Abstract

The present differential Pavlovian conditioning experiments on the sea slug Pleurobranchaea californica extend conditioning described in a preceding paper and provide the conditioning foundation for studies reported in another accompanying paper comparing learned behavior in whole animals with the behavior and motor patterns of electrophysiological preparations. All animals received two appetitive-conditioned stimuli (CSs), one derived from beer (Sbr) and the other derived from squid muscle (Ssq), in different temporal relationships to an electric shock unconditioned stimulus (UCS). Two groups of animals were run concurrently. One group (n = 19) received Sbr as the CS+ in close temporal pairing with the UCS, and Ssq as the CS- explicitly unpaired with the UCS (Sbr +/Ssq-). The second group (n = 20) received the opposite contingencies (Sbr-/Ssq+). All animals received only one day of conditioning involving 5 trials with an intertrial interval of 2 h. There were two replicate experiments, each involving about half of the total n, and each yielding similar results as the sum we report here. Before conditioning, animals exhibited feeding behavior (extension of the proboscis and bite-strike responses) to both stimuli at similar low thresholds.

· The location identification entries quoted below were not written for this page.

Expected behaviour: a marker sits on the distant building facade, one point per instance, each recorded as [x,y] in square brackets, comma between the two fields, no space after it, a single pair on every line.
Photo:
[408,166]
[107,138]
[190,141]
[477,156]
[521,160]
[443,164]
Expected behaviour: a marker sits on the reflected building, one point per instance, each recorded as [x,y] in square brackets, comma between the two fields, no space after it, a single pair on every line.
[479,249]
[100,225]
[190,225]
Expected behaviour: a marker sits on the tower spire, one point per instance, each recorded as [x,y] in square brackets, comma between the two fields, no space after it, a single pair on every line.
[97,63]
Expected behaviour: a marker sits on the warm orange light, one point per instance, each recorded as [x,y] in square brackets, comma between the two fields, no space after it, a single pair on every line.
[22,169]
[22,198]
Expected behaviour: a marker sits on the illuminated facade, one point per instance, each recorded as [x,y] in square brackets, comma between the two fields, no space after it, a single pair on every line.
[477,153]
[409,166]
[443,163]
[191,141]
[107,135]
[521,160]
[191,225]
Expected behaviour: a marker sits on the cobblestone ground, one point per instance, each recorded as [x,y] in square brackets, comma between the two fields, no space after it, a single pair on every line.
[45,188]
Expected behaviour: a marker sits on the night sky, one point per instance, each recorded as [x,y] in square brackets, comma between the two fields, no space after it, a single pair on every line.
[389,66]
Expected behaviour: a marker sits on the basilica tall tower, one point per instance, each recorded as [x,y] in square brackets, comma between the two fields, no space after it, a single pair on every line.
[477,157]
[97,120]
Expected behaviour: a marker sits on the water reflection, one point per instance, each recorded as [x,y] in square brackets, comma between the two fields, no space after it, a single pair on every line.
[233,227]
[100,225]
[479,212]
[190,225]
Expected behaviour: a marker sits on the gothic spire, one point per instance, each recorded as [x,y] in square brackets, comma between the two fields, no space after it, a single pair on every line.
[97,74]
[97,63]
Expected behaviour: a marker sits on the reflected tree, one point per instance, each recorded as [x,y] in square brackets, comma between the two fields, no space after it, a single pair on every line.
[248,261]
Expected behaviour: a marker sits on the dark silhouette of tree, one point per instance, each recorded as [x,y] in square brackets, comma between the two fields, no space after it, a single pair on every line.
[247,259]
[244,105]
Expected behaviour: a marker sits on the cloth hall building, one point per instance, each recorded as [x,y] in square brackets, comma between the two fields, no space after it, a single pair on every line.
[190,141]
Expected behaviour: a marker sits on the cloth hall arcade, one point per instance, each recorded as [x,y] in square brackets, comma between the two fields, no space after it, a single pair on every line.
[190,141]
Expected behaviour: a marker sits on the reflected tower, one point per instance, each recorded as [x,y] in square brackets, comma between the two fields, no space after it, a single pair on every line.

Conditioning produced long-term behavioral changes in all animals throughout the 4.5-day postconditioning observation period. However, only the Sbr+/Ssq- animals consistently exhibited the appropriate differentially conditioned food-aversion behavior which consisted of strong withdrawal and high-threshold feeding responses to Sbr, and low-threshold feeding responses to Ssq. We discuss the possibility that such differences between Sbr+/Ssq- and Sbr-/Ssq+ conditioning may arise either from inherent differences in the responses of the animals to Sbr and Ssq, or, as seems more likely to us, from training and testing effects produced by differences in the compositions of the two stimuli.